El recorrido arranca con la huerta como protagonista. Espárragos, habitas, matices vegetales que no buscan ser frescos sin más, sino complejos. Desde ese primer gesto, el menú deja claro que aquí el producto no se exhibe: se interpreta.


A partir de ahí, la experiencia se mueve entre dos mundos que en Playing Solo conviven con naturalidad: la técnica japonesa y el imaginario europeo. El dashi y el shiitake dialogan con raíces como el apionabo o la remolacha, en una cocina que no necesita etiquetarse porque encuentra su coherencia en la ejecución.
Hay platos que definen la casa y que vuelven como quien regresa a un lugar conocido. Las lentejas con foie y sansho, por ejemplo, siguen siendo uno de esos puntos de anclaje que dan sentido al conjunto: un plato que podría parecer rotundo, pero que aquí se expresa con equilibrio.
En los principales, la cocina se despliega con más intensidad, pero sin perder la línea. La merluza en tempura, delicada y precisa, convive con un trabajo más amplio sobre el pato, tratado desde una lógica casi integral. No hay desperdicio, pero tampoco artificio: cada parte encuentra su lugar en el discurso.
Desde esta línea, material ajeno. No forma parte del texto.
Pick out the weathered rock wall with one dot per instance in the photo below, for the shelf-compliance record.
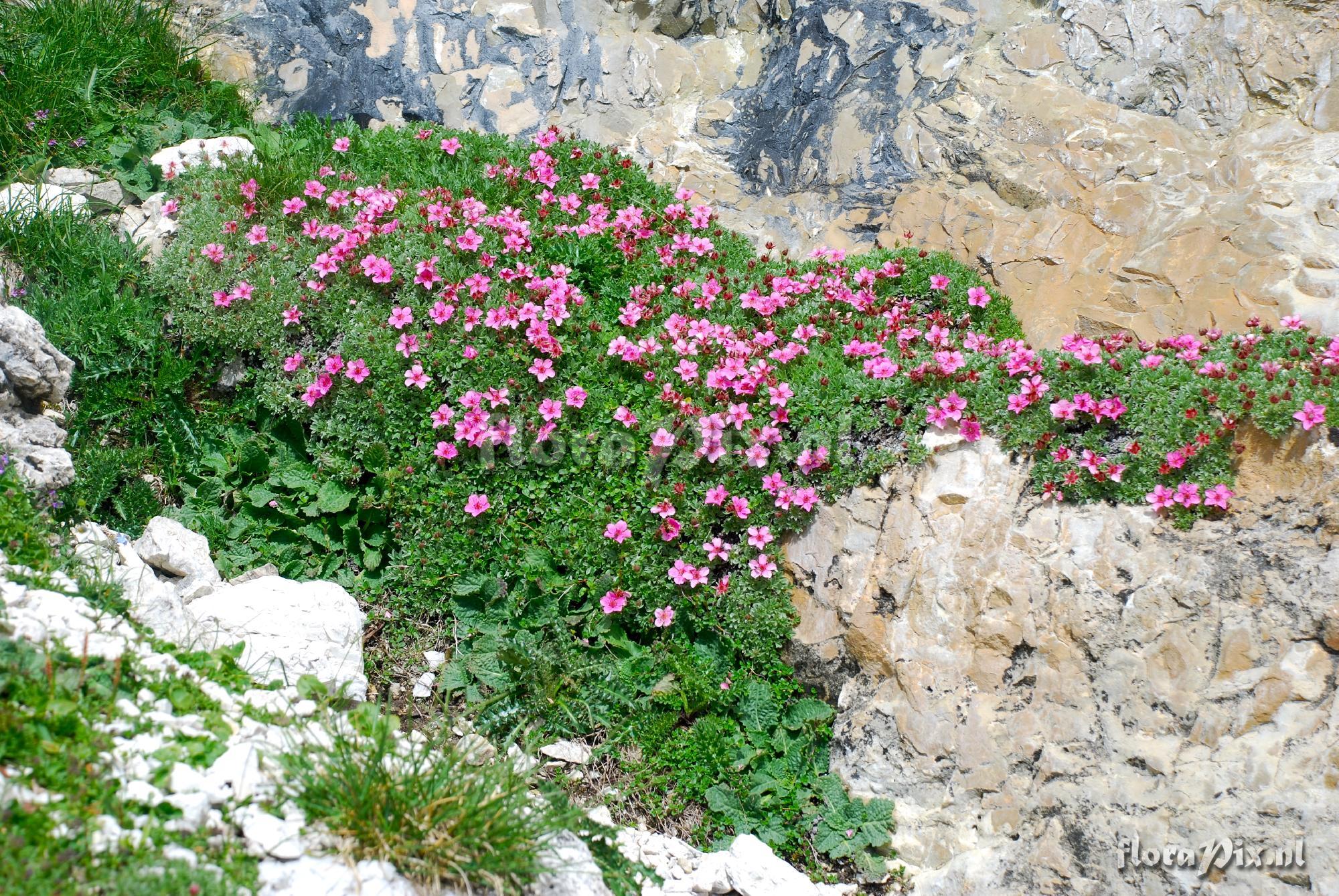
(1036, 684)
(1154, 165)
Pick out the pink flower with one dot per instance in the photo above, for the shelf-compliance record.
(401, 316)
(761, 567)
(416, 376)
(443, 415)
(1160, 498)
(1312, 415)
(1187, 495)
(357, 371)
(1219, 497)
(718, 549)
(614, 601)
(469, 241)
(543, 369)
(760, 537)
(378, 269)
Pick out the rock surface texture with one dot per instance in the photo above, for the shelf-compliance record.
(1037, 685)
(34, 379)
(1152, 165)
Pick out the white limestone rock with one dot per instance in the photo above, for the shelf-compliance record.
(212, 151)
(291, 629)
(171, 547)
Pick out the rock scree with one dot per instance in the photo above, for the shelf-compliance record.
(1038, 687)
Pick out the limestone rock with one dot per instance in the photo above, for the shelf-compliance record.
(571, 870)
(34, 375)
(148, 225)
(214, 151)
(1036, 685)
(171, 547)
(291, 629)
(1152, 165)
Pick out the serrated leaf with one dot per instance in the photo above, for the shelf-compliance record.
(334, 497)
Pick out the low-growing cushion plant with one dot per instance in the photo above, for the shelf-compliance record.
(591, 414)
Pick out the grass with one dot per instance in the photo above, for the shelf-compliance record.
(140, 410)
(102, 83)
(426, 810)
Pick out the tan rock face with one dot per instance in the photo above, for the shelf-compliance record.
(1036, 685)
(1154, 165)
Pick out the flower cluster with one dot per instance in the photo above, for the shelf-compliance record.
(550, 301)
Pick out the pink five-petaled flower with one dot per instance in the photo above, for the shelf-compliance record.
(1160, 498)
(416, 376)
(357, 371)
(1218, 497)
(718, 549)
(401, 316)
(1187, 494)
(1312, 415)
(761, 567)
(543, 369)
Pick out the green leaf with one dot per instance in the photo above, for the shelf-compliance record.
(334, 497)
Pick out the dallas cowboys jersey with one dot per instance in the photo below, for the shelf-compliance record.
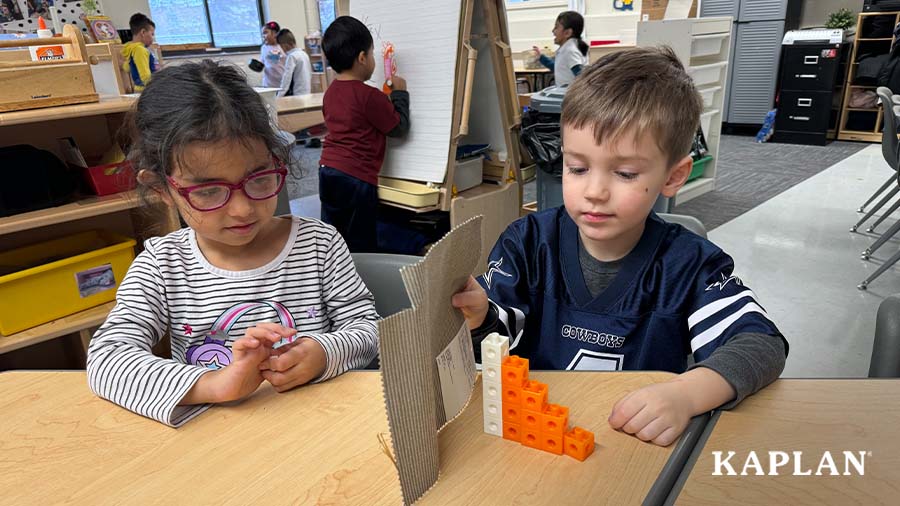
(674, 295)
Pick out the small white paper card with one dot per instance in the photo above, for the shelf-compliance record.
(456, 368)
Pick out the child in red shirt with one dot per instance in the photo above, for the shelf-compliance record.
(358, 117)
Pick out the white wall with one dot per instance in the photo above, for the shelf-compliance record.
(288, 13)
(121, 10)
(815, 12)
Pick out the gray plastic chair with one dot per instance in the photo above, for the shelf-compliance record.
(885, 361)
(381, 273)
(688, 222)
(890, 150)
(896, 227)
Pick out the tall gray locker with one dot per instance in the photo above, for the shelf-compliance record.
(759, 27)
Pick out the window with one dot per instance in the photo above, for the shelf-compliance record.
(218, 23)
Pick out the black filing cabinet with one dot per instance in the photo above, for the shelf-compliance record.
(810, 93)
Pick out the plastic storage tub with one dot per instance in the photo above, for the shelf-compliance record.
(699, 167)
(407, 193)
(56, 278)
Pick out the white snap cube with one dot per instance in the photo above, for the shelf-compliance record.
(494, 348)
(491, 373)
(493, 408)
(493, 392)
(493, 425)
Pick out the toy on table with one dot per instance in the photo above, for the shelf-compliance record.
(390, 66)
(517, 408)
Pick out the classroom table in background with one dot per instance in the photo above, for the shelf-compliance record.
(318, 444)
(538, 78)
(812, 416)
(300, 111)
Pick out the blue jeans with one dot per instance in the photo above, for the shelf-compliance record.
(350, 205)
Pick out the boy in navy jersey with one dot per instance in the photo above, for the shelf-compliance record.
(604, 284)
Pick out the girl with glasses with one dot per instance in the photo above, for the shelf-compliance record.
(245, 296)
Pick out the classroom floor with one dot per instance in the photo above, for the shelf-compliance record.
(750, 173)
(796, 252)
Y luego están los detalles que sostienen todo lo demás. El pan hecho en casa, los condimentos, los pequeños gestos que, lejos de ser secundarios, terminan de definir la experiencia. Quizá una de las decisiones más interesantes de esta temporada esté fuera del plato.

El restaurante introduce un maridaje sin alcohol que no funciona como alternativa, sino como propuesta en sí misma. Kombuchas y mocktails elaborados en casa que dialogan con el menú desde la misma precisión que los vinos o los sakes. Un gesto que conecta con una tendencia creciente, pero que aquí no se siente como concesión, sino como evolución natural del concepto. Porque Playing Solo no sigue la tendencia. La incorpora cuando tiene sentido.
Todo sucede, además, en un espacio reducido, casi contenido. Una barra, pocos comensales, y el propio Luis Caballero cocinando, sirviendo y explicando. No hay distancia entre cocina y sala, ni entre quien crea y quien recibe. Esa cercanía no es un recurso: es parte esencial del proyecto.
En un momento en el que la alta cocina tiende a amplificarse, Playing Solo apuesta por lo contrario. Por lo pequeño. Por lo controlado. Por lo que no necesita elevar la voz para ser recordado. La primavera, aquí, no entra en tromba. Se deja descubrir.